Furthermore, the new Law includes the update of the severance amounts, together with the general principle of making just one single payment, with an additional 20% when the damage is produced at the workplace. These changes imply an improvement for the employee who suffered an accident or a professional illness.
Along with other recent amendments we found that, within the text of Section 2 of the Law, the worker who suffered an accident or an illness shall be entitled to collect the sums of money as from the moment of occurrence of the misfortune event or the date of determination of the causal link with the professional illness. The terms of Section 2 show the commencement of the victim’s assistance. This full assistance will help the employee to make a more educated decision as to whether to accept the statutory severances or take legal actions.
Section 3 of the Law grants an improvement for employees who suffer a total disability or who die, since it provides an additional severance amount which will never be lower than AR$ 70,000.
Other important novelties introduced by the new Law are:
- The elimination of Periodical Installments, which are replaced by a single payment.

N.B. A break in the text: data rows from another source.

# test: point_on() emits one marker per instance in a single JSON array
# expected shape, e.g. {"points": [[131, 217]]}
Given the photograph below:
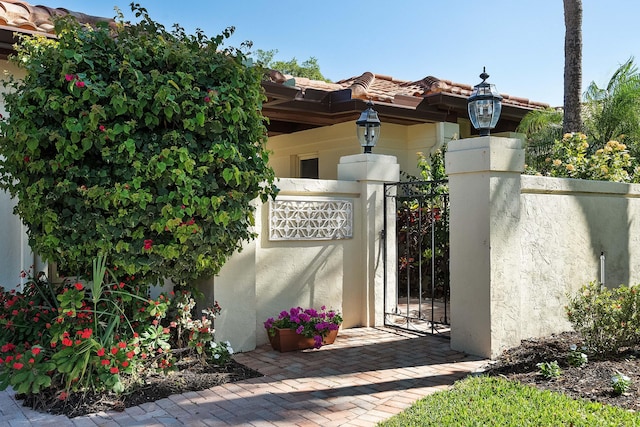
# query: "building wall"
{"points": [[520, 245], [331, 143], [343, 273], [15, 254]]}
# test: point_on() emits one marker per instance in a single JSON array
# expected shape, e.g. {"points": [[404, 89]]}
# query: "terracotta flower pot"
{"points": [[287, 340]]}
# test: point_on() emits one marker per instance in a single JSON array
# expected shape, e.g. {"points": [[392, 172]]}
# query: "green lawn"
{"points": [[492, 401]]}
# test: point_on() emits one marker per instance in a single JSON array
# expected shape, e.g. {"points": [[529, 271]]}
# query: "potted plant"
{"points": [[299, 329]]}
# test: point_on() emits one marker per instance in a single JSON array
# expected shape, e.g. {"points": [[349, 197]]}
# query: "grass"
{"points": [[493, 401]]}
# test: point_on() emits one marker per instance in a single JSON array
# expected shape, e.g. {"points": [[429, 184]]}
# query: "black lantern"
{"points": [[368, 128], [484, 105]]}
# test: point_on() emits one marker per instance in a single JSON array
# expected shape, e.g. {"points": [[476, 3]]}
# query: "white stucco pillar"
{"points": [[484, 180], [235, 289], [372, 171]]}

The legal doctrine issued by the Argentine Supreme Court in re: “Milone” and “Torales” has been taken into consideration to support this change. It would have been better to give the employee an option to choose the severance payment method, since history shows that the collection of a single payment has not been very effective for the victims.
- The jurisdiction of Civil Courts for cases that aim to obtain full reparation. It is worth mentioning that this new event shall be automatically applied within the City of Buenos Aires and each of the provinces will have to decide whether they will join this initiative or not. This change is very reasonable since civil judges are better attuned for setting and establishing responsibility rules and damage reparations.

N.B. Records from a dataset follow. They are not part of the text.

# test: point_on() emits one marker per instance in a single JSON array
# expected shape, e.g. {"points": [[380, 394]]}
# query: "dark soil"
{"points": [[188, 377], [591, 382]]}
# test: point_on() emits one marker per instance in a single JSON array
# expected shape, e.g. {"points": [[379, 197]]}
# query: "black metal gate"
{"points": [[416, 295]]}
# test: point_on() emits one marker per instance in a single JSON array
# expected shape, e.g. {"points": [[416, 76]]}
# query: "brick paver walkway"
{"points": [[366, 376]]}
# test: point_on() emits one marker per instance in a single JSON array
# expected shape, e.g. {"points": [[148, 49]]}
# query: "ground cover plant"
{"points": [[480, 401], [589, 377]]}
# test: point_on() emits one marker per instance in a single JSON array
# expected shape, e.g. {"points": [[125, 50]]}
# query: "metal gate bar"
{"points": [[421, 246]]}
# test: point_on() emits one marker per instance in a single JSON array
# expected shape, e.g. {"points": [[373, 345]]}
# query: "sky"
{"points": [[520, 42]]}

- The creation of the “Labor Risks Insurance/Mutuals” which could be associations between unions and companies, as a result of the collective negotiation.

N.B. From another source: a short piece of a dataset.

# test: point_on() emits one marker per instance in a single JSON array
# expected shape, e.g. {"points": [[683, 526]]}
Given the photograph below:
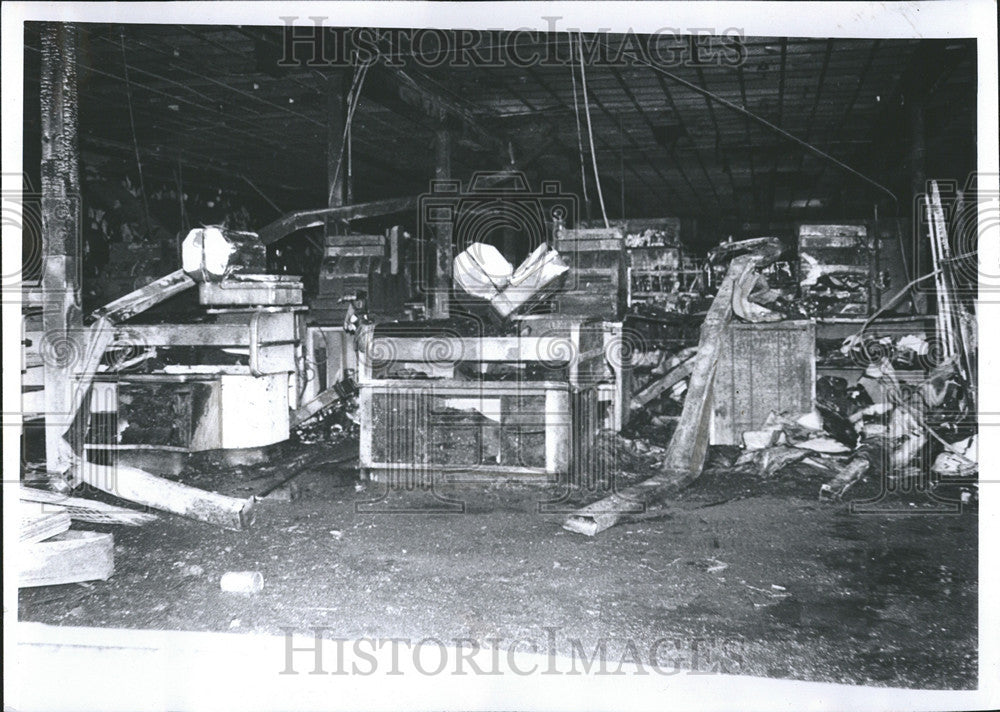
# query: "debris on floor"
{"points": [[70, 557]]}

- Section 7 sets forth the employer’s possibility to hire an insurance coverage that will be applicable to “other responsibility systems”. It seems like an interesting initiative since it grants predictability to businessmen, and an additional track for employees to collect their severance. The National Superintendence of Insurance will be the controlling agency in charge of setting the rules to hire such insurance coverage. As to the fee regime, the new Law has introduced significant changes at a reasonable cost.
- Within the scope of Section 11, the fee regime will be subject to the terms of Section 26 of the Law No. 20,091 (Insurance and Controlling Entities Law) and will have to be approved by the National Superintendence of Insurance. After one year since the incorporation of the fee to the employer’s contract, the Labor Risks Insurance Company will be entitled to modify it, “…by giving due prior notice with 60 days in advance …” Even though –in practice- we have not yet been able to analyze the performance of the fee regime, we can say that such system constitutes a step forward in the field and creates a favorable scenario for the employer.
In sum, Law No. 26,773 implies an evolution in the regulation, which gives predictability to the system considering that the increase of severances together with the introduction of the “exclusive option”, allow us to see that there will be a decrease in the litigation rate, that –in future- will be for the benefit of all parties involved within the labor risks system.